Motion d’ajournement – les affaires étrangères

Elizabeth May : Monsieur le Président, je remercie mon ami, le secrétaire parlementaire, de sa réponse.

Le Canada peut sûrement en faire davantage. J’admets qu’il est extraordinaire que durant toute la révolution cubaine et les soulèvements qu’elle a entraînés, événements à l’issue desquels Fidel Castro est devenu président de Cuba, nous n’ayons jamais fermé notre ambassade. Nous avons maintenu des relations stables. Je crois que bien des Canadiens peuvent en être fiers. Nous pourrions être le pays de cet hémisphère qui déclarerait, en accord avec la plupart des pays d’Amérique latine, que les Américains ont tort et qu’il est temps que Cuba soit admis au Sommet des Amériques, pour qu’on puisse entretenir un dialogue sur une base régionale.

Je souhaite aussi souligner au secrétaire parlementaire que la façon dont nous accueillons la Chine à bras ouvert signale que notre ferme position en faveur des droits de la personne et de la liberté religieuse en Chine en prend pour son rhume, et que nous choisissons plutôt de leur offrir nos ressources et d’agir comme une colonie obéissante, et non comme un partenaire à part entière qui tient au respect des droits de la personne.

Deepak Obhrai : Monsieur le Président, permettez-moi d’être très clair avec ma collègue d’en face. Notre politique à l’égard de Cuba est une politique canadienne, pas une politique américaine.

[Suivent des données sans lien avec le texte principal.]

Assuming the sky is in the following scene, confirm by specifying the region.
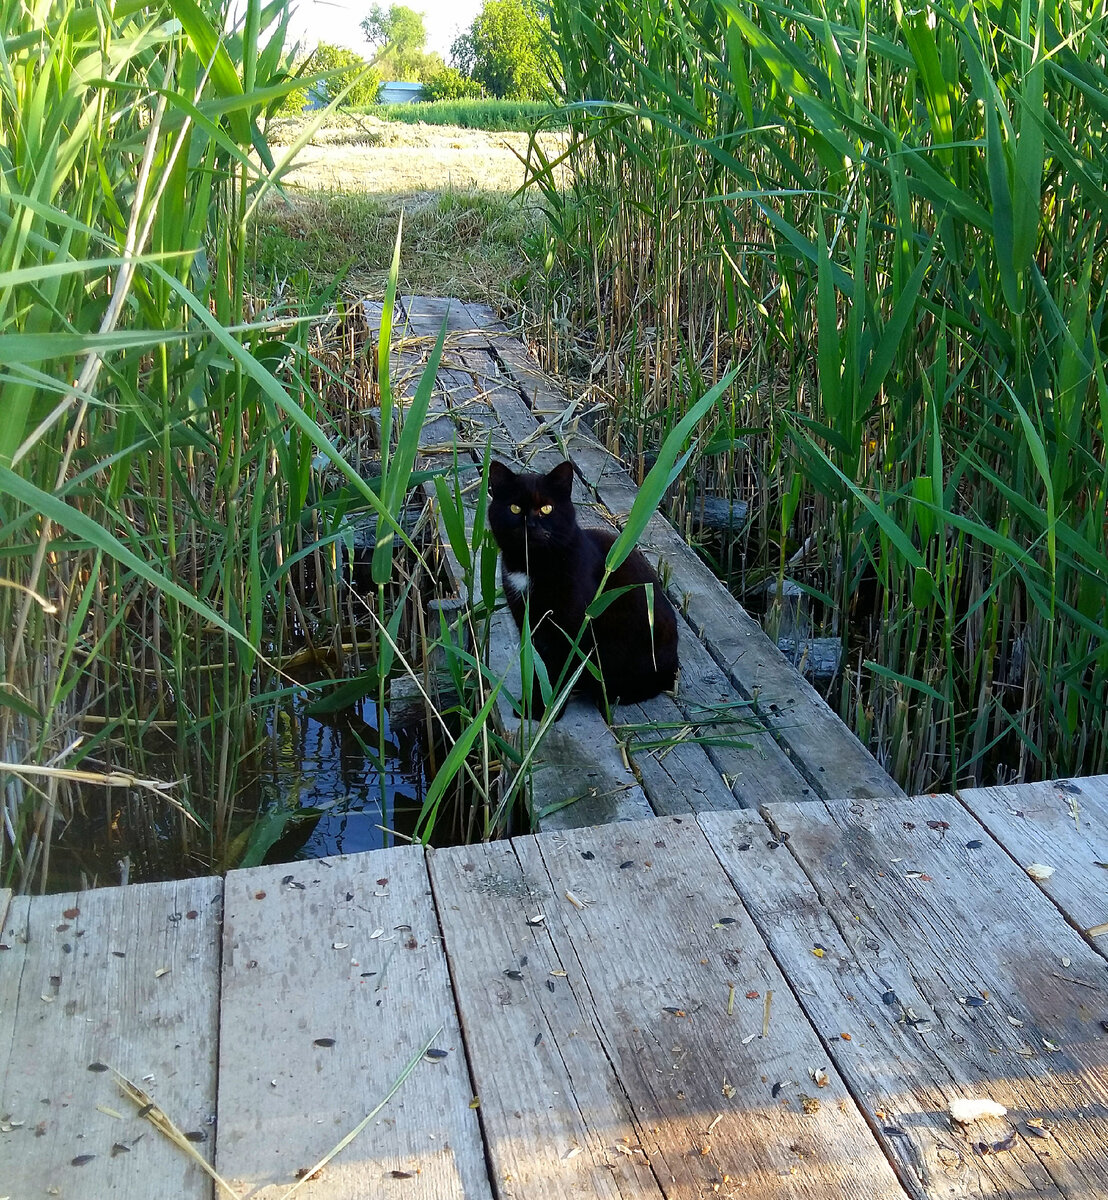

C’est notre politique à nous.

La députée a tout à fait raison de dire que nous n’avons jamais fermé notre mission ni mis fin à nos relations diplomatiques avec Cuba. Des milliers de Canadiens vont à Cuba tous les jours; c’est une destination de choix pour nombre de nos compatriotes.

Quant à la Chine, la députée a parlé des droits de la personne et des ressources naturelles que, selon elle, nous allons vendre à rabais. Je tiens à dire très clairement que le gouvernement a établi un dialogue avec la Chine au sujet des droits de la personne. À chaque rencontre, nous abordons réciproquement des questions relatives aux droits de la personne et nous en saisissons le président chinois.

Je le répète, il est très important d’établir le dialogue avec le président chinois. En ce qui concerne les ressources, je serai très clair: les investisseurs chinois devront se conformer à la Loi sur Investissement Canada, non à la loi chinoise en matière d’investissement. Ils suivront nos règles et nos règlements, ce qui sera un élément essentiel le cas échéant.

Je vous remercie, monsieur le Président, de m’avoir donné l’occasion de répondre à ces questions.